Sometime between 1797 and 1800, Goya also painted Pepita, or at least many people think it’s her. Godoy certainly bought it quick. The work is called “La maja desnuda” (”The Nude Maja”) and is well known, primarily because it’s supposedly the first time a European artist clearly showed female pubic hair. My online image-storage service gets fidgety when I upload naked women, so go see the picture at the Prado or on this Wikipedia page.
The equestrian painting of her husband was done in 1794, and Goya did another, in 1801, after Godoy defeated the Portuguese in the War of the Oranges. This one called for some editorialising, Goya seems to have thought: The Duke is hardly triumphant, and perhaps the artist felt he had no cause to be jubilant, having undone the social and political progress achieved by Charles III and embraced immorality and warfare under Charles IV, jailing and exiling dissidents, including some of Goya’s friends.

“Manuel Godoy, Duke of Alcudia, ‘Prince of the Peace’” is at the Royal Academy of San Fernando in Madrid.

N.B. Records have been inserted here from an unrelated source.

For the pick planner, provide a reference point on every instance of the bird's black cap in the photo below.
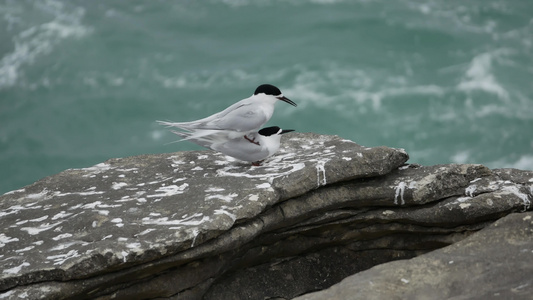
(267, 89)
(268, 131)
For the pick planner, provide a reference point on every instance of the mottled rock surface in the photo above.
(192, 225)
(494, 263)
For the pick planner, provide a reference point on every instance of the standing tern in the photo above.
(238, 120)
(265, 143)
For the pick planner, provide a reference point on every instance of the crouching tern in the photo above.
(239, 120)
(257, 147)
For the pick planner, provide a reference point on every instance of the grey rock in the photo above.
(494, 263)
(194, 225)
(140, 214)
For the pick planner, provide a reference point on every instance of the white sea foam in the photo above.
(38, 40)
(479, 76)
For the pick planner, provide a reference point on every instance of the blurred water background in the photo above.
(83, 81)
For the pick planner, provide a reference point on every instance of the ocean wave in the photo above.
(479, 75)
(33, 41)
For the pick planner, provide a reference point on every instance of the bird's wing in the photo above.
(246, 117)
(241, 148)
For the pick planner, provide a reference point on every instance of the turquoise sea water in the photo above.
(84, 81)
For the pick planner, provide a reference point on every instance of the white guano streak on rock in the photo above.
(514, 190)
(16, 269)
(320, 169)
(170, 190)
(40, 228)
(399, 191)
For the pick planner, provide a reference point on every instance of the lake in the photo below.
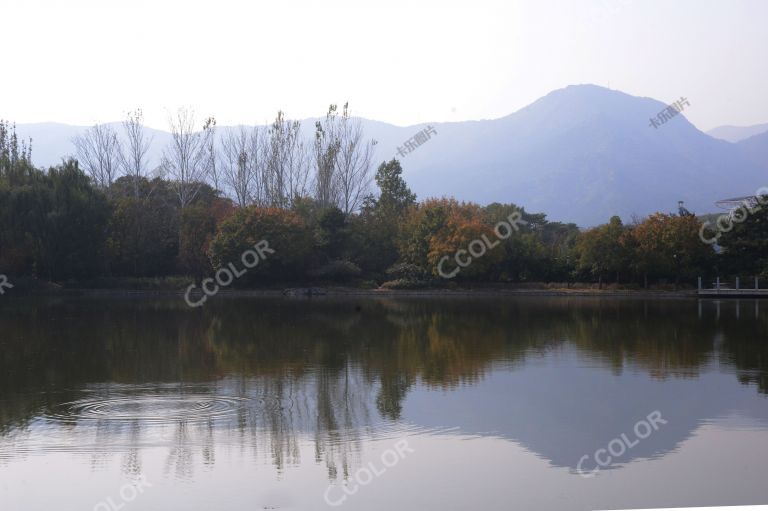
(547, 403)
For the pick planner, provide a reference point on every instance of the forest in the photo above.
(332, 215)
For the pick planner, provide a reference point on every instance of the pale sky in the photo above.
(403, 62)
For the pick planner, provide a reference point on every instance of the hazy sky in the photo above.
(403, 62)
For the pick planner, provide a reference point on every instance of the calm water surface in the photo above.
(482, 404)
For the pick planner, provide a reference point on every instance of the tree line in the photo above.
(106, 214)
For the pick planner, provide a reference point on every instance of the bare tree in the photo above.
(186, 159)
(286, 165)
(134, 158)
(209, 129)
(240, 163)
(353, 163)
(326, 148)
(99, 152)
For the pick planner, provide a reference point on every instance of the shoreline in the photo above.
(336, 292)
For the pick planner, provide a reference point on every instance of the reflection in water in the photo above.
(558, 376)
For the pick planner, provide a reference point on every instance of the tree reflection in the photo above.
(333, 371)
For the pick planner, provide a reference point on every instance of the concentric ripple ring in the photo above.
(150, 408)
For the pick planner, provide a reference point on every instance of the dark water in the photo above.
(484, 404)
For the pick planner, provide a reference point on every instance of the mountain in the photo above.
(756, 149)
(579, 154)
(737, 133)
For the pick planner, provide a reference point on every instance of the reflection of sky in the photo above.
(507, 437)
(513, 436)
(715, 466)
(562, 410)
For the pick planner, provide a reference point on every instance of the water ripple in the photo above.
(157, 408)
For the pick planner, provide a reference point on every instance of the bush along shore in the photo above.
(63, 229)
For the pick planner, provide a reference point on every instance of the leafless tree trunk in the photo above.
(134, 158)
(240, 162)
(99, 153)
(353, 163)
(209, 129)
(186, 160)
(326, 148)
(286, 166)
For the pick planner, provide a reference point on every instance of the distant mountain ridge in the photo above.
(579, 154)
(737, 133)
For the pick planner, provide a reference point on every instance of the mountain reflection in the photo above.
(115, 376)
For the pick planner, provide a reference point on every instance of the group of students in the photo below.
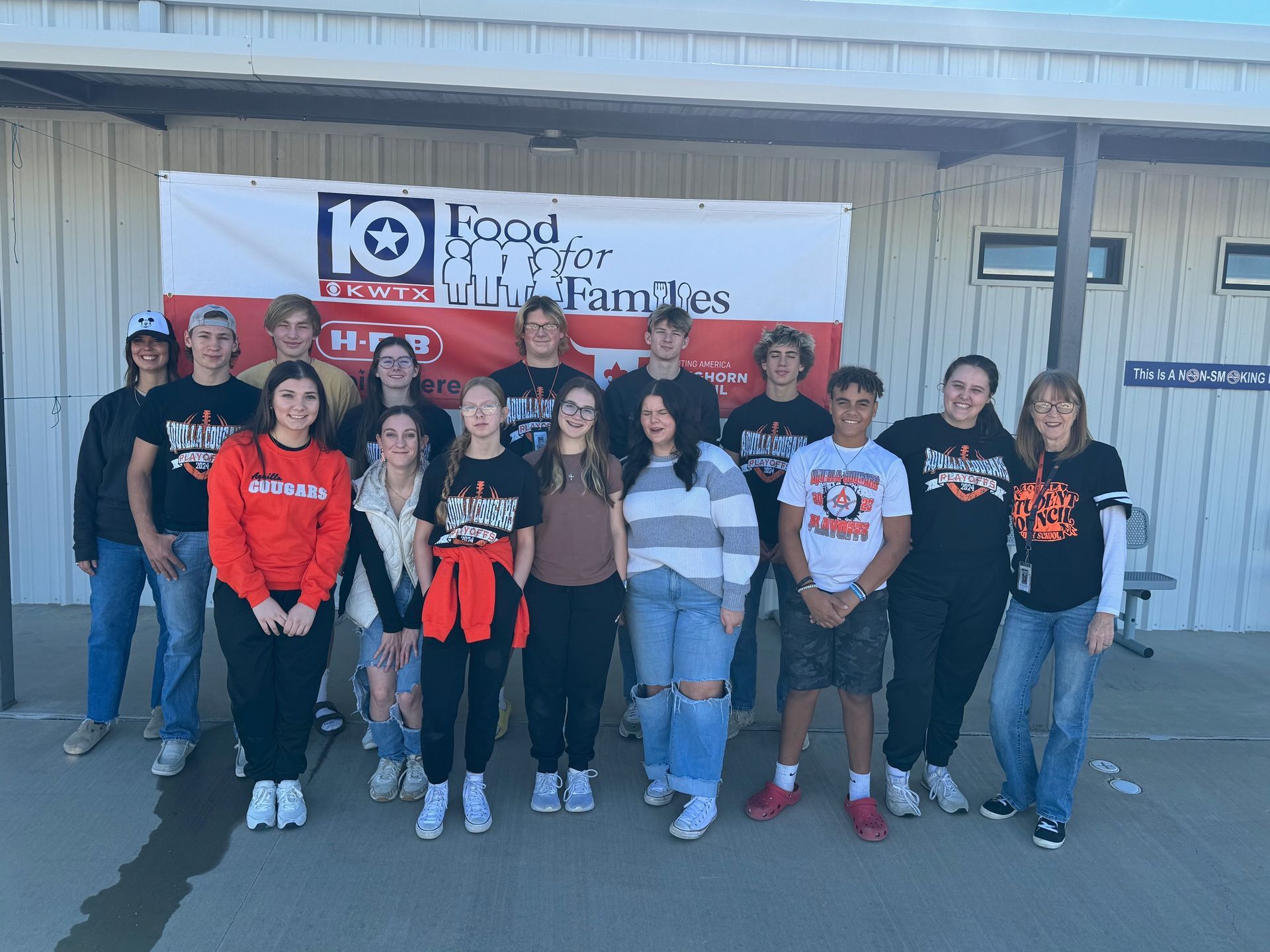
(562, 518)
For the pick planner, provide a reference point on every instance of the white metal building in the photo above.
(780, 100)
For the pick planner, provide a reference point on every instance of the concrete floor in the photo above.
(101, 855)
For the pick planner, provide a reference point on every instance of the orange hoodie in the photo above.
(281, 527)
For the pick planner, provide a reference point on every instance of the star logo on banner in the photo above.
(385, 238)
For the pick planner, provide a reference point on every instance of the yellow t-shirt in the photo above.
(341, 391)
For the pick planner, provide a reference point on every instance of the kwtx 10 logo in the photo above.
(371, 248)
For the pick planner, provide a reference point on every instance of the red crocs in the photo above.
(867, 819)
(771, 800)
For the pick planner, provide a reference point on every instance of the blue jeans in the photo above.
(677, 636)
(745, 664)
(185, 604)
(1025, 641)
(116, 589)
(392, 736)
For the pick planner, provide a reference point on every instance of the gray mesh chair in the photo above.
(1140, 586)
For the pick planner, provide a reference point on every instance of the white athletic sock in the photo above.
(859, 786)
(785, 777)
(321, 688)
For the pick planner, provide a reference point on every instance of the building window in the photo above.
(1244, 267)
(1028, 258)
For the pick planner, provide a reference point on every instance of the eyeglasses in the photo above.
(571, 409)
(402, 364)
(1043, 407)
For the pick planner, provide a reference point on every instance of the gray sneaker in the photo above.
(414, 781)
(87, 736)
(388, 779)
(172, 758)
(154, 725)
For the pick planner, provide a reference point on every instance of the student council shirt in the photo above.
(189, 423)
(959, 485)
(766, 433)
(531, 395)
(489, 499)
(1067, 531)
(845, 493)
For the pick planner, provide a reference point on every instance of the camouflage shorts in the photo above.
(847, 658)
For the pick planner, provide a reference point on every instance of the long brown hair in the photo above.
(595, 455)
(459, 448)
(1028, 440)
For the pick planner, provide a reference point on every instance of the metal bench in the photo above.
(1140, 586)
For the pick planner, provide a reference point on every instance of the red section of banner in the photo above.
(455, 344)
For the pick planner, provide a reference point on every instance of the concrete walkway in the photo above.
(101, 855)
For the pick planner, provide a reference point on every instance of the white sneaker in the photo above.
(945, 793)
(432, 818)
(386, 779)
(291, 805)
(263, 809)
(414, 779)
(578, 799)
(658, 793)
(546, 797)
(901, 800)
(697, 818)
(476, 816)
(172, 758)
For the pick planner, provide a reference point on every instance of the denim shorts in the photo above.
(847, 656)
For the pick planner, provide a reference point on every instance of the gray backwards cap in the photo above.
(212, 317)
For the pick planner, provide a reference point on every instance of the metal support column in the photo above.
(1072, 263)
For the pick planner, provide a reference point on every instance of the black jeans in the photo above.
(443, 666)
(943, 625)
(272, 682)
(566, 666)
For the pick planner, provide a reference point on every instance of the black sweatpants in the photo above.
(566, 666)
(943, 625)
(443, 668)
(272, 682)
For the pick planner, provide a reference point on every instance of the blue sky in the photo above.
(1203, 11)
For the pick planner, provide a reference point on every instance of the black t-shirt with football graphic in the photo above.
(959, 484)
(765, 433)
(489, 499)
(531, 395)
(189, 422)
(1066, 530)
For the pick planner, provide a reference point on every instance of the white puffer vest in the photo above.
(396, 535)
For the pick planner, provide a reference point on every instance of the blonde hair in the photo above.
(550, 309)
(459, 448)
(1028, 440)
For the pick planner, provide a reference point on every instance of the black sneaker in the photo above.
(1049, 834)
(997, 809)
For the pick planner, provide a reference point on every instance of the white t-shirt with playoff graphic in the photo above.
(843, 493)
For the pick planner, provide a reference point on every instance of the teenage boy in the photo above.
(181, 428)
(761, 436)
(843, 528)
(534, 383)
(292, 323)
(667, 335)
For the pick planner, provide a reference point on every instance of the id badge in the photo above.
(1025, 578)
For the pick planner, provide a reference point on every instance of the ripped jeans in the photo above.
(394, 739)
(677, 636)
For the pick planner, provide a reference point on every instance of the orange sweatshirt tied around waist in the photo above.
(465, 576)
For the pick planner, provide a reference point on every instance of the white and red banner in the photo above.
(447, 270)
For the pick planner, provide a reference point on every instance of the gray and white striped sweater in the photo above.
(708, 535)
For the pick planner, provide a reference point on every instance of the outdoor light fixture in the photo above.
(553, 143)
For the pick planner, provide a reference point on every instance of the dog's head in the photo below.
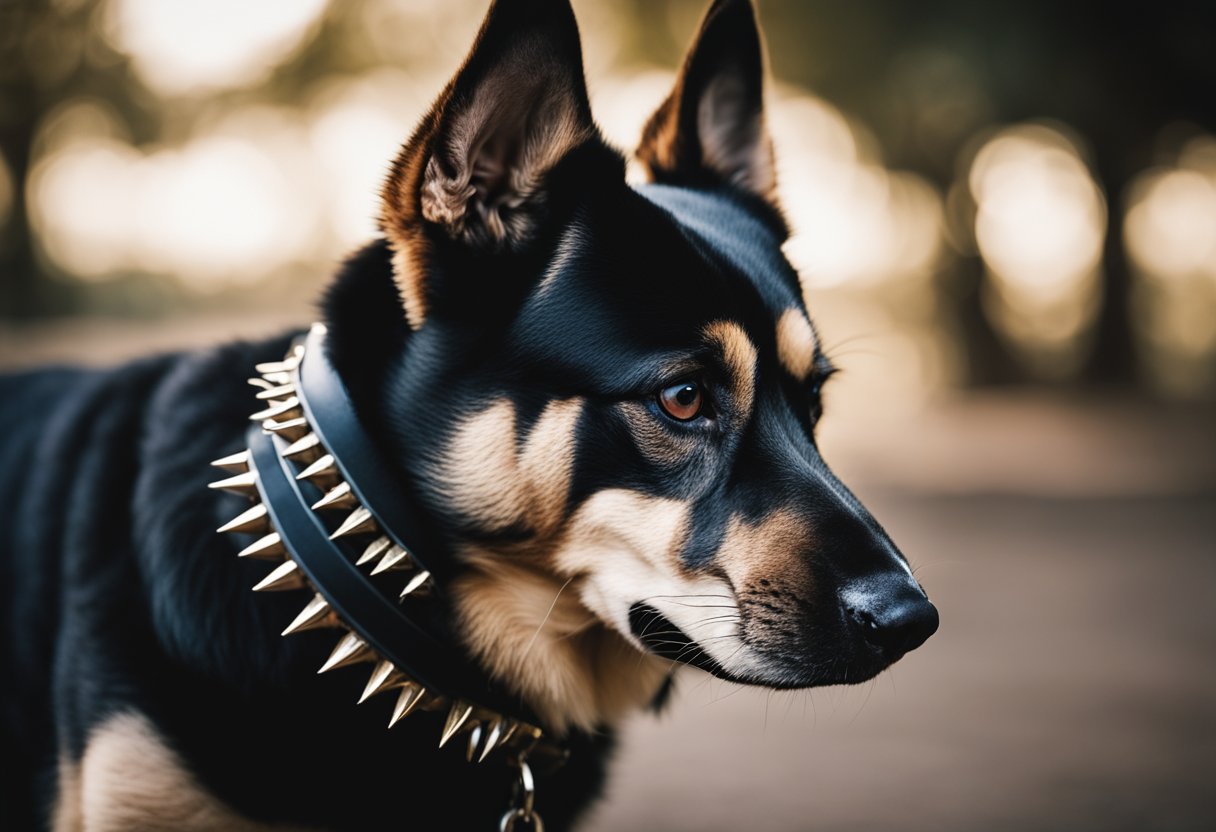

After 1801, Godoy climbed into bed with Napoleon and led Spain back to war with England, which ended in the naval disaster of Trafalgar, and then the virtual French occupation of many Spanish towns. Goya was there to record, in “The Third of May” and other poignant works, the bloody uprisings in Madrid. King Charles was tossed off the throne and Godoy was nabbed by a lynch mob, but the French pulled him free and took him home. He died in obscurity in Paris in 1851, and currently tries to get some rest in Pere Lachaise Cemetery.